Personal information
- Born: June 20, 1991 (age 34) Milton, Georgia, U.S.
- Height: 6 ft 0 in (1.83 m)
- Weight: 220 lb (100 kg)

Career information
- High school: Milton (GA)
- College: Valdosta State
- NFL draft: 2014: undrafted

Career history
- Tampa Bay Buccaneers (2014)*; Winnipeg Blue Bombers (2017)*;
- * Offseason and/or practice squad member only

Awards and highlights
- NCAA Division II national champion (2012);
- Stats at Pro Football Reference

= Jeremy Grable =

American gridiron football player (born 1991)
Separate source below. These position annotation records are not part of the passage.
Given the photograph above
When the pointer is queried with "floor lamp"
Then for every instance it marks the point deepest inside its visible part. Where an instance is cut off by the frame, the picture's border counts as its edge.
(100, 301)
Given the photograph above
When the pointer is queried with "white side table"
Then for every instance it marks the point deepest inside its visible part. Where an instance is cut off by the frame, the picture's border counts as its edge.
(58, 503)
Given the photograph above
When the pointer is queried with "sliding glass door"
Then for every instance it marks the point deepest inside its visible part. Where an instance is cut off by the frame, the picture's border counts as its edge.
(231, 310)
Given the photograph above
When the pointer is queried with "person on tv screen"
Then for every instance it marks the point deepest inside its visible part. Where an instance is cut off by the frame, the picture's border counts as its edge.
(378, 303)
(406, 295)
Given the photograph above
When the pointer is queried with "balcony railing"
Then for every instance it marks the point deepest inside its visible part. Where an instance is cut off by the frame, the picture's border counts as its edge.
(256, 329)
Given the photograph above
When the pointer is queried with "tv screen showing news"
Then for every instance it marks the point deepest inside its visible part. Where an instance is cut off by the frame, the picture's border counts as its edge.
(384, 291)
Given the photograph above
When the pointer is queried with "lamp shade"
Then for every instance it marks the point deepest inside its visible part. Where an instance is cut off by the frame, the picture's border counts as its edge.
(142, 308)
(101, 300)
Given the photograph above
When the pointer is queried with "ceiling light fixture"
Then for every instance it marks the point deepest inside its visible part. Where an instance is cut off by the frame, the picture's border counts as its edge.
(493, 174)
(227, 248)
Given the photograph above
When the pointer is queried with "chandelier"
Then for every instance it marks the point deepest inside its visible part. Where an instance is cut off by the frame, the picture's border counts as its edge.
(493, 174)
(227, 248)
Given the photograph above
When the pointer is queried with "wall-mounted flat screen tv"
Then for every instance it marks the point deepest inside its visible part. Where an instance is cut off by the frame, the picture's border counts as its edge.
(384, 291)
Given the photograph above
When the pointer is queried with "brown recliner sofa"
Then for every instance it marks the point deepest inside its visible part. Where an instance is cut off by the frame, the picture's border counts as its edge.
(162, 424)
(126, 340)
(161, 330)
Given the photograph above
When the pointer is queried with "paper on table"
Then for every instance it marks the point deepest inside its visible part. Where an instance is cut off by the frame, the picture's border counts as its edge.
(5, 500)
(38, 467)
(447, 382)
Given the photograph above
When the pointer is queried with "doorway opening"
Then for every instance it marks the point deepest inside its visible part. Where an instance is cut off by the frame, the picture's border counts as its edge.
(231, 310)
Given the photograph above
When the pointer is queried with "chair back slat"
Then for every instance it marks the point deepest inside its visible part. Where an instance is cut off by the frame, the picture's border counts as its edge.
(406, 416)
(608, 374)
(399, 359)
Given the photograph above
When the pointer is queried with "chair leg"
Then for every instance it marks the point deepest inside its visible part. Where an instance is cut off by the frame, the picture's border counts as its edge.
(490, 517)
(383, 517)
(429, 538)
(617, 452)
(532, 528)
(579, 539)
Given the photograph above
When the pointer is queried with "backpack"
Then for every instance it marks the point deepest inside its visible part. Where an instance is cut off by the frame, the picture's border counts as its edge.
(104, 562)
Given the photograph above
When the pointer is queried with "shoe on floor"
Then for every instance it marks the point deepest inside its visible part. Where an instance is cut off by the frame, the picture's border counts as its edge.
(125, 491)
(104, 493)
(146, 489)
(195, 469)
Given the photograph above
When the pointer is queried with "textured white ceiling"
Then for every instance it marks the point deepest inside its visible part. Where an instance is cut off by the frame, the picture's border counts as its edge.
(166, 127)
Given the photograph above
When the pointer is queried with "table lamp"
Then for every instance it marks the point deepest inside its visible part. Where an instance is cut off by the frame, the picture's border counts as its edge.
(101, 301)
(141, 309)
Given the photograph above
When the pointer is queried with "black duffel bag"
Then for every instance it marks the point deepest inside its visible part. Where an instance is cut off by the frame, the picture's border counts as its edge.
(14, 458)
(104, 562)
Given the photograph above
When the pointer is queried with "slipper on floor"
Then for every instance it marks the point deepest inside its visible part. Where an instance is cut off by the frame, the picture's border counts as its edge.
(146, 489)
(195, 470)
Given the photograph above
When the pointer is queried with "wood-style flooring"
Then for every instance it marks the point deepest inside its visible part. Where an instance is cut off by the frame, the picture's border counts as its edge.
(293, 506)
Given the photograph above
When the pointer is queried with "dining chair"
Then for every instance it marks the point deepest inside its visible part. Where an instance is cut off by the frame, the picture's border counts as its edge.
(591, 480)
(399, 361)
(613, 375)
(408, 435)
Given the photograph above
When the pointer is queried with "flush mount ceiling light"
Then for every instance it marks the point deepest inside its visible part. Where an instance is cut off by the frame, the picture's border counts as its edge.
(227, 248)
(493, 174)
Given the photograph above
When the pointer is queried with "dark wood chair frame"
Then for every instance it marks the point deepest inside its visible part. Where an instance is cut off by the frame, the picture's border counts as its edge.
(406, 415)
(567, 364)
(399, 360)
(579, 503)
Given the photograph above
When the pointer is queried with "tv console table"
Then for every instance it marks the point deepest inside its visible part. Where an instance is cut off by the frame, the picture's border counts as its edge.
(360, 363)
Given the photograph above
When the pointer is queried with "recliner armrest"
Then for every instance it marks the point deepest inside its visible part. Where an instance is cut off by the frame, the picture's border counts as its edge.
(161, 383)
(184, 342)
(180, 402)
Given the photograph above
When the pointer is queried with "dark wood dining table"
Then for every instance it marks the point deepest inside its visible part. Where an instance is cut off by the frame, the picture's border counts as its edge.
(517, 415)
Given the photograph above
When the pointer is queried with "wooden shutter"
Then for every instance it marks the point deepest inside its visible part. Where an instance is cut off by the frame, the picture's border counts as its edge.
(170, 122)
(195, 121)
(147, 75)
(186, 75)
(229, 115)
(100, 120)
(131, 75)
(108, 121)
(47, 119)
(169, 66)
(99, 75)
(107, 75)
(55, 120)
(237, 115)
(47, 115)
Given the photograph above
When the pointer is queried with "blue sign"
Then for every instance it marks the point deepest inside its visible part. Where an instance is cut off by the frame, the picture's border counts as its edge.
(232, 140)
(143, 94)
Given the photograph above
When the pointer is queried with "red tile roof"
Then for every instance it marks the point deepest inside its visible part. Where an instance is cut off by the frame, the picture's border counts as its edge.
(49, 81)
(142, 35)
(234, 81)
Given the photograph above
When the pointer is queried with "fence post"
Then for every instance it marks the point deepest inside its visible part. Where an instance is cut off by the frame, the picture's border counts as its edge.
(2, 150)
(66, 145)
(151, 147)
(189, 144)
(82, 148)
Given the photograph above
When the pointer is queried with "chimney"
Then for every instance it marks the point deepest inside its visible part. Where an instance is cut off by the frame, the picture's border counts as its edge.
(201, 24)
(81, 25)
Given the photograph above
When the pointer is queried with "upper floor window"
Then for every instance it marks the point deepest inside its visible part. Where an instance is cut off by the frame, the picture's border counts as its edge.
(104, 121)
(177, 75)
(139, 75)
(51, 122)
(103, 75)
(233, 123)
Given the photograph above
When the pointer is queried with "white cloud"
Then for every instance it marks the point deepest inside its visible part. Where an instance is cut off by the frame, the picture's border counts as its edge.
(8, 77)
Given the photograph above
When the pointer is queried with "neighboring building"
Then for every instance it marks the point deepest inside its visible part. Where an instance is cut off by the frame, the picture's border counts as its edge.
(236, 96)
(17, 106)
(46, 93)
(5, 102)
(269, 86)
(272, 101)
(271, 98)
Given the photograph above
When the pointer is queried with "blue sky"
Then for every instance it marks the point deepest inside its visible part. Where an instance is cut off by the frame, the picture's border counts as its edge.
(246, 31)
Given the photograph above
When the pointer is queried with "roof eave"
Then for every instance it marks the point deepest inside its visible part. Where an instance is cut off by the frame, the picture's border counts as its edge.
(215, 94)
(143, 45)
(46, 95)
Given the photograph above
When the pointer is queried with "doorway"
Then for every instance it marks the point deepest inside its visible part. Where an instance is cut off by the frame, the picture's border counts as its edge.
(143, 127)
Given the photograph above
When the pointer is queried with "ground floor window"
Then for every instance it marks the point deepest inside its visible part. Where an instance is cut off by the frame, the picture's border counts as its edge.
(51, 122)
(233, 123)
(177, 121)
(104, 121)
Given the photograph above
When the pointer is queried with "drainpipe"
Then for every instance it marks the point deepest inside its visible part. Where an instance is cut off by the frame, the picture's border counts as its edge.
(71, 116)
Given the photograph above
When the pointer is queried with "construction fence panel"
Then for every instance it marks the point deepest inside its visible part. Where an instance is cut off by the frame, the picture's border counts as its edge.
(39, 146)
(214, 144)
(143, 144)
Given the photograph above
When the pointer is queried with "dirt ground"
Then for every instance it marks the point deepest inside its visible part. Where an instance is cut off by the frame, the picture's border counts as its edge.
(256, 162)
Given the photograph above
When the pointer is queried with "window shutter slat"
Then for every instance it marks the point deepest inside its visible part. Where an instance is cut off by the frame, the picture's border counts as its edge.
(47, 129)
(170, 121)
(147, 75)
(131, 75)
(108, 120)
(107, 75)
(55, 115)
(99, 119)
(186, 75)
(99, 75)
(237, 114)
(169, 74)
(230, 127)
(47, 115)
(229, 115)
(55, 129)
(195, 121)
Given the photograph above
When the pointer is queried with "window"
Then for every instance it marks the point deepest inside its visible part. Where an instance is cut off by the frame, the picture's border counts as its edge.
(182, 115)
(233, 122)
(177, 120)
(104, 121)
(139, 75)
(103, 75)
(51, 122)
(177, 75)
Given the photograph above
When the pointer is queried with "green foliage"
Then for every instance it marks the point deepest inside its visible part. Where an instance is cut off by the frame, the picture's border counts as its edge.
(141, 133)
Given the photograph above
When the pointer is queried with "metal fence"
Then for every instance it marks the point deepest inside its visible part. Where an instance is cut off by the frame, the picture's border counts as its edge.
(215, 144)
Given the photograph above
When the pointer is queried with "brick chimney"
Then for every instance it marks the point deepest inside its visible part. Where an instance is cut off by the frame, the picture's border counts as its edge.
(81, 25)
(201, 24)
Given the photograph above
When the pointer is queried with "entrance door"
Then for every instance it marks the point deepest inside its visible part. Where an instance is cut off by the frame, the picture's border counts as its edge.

Jeremy Grable (born June 20, 1991) is an American former football linebacker. He was a member of the Tampa Bay Buccaneers of the National Football League (NFL).

== Early life ==
Grable played for Valdosta State University from 2010 to 2012.

== Professional career ==

=== Tampa Bay Buccaneers ===
After going undrafted in the 2014 NFL draft, Grable was signed by the Tampa Bay Buccaneers on July 22, 2014. He was released by the Buccaneers on August 5, 2014. On November 14, 2014, Grable was placed on the practice squad injured reserve.

=== Winnipeg Blue Bombers ===
Grable signed with the Winnipeg Blue Bombers (CFL) on April 18, 2017.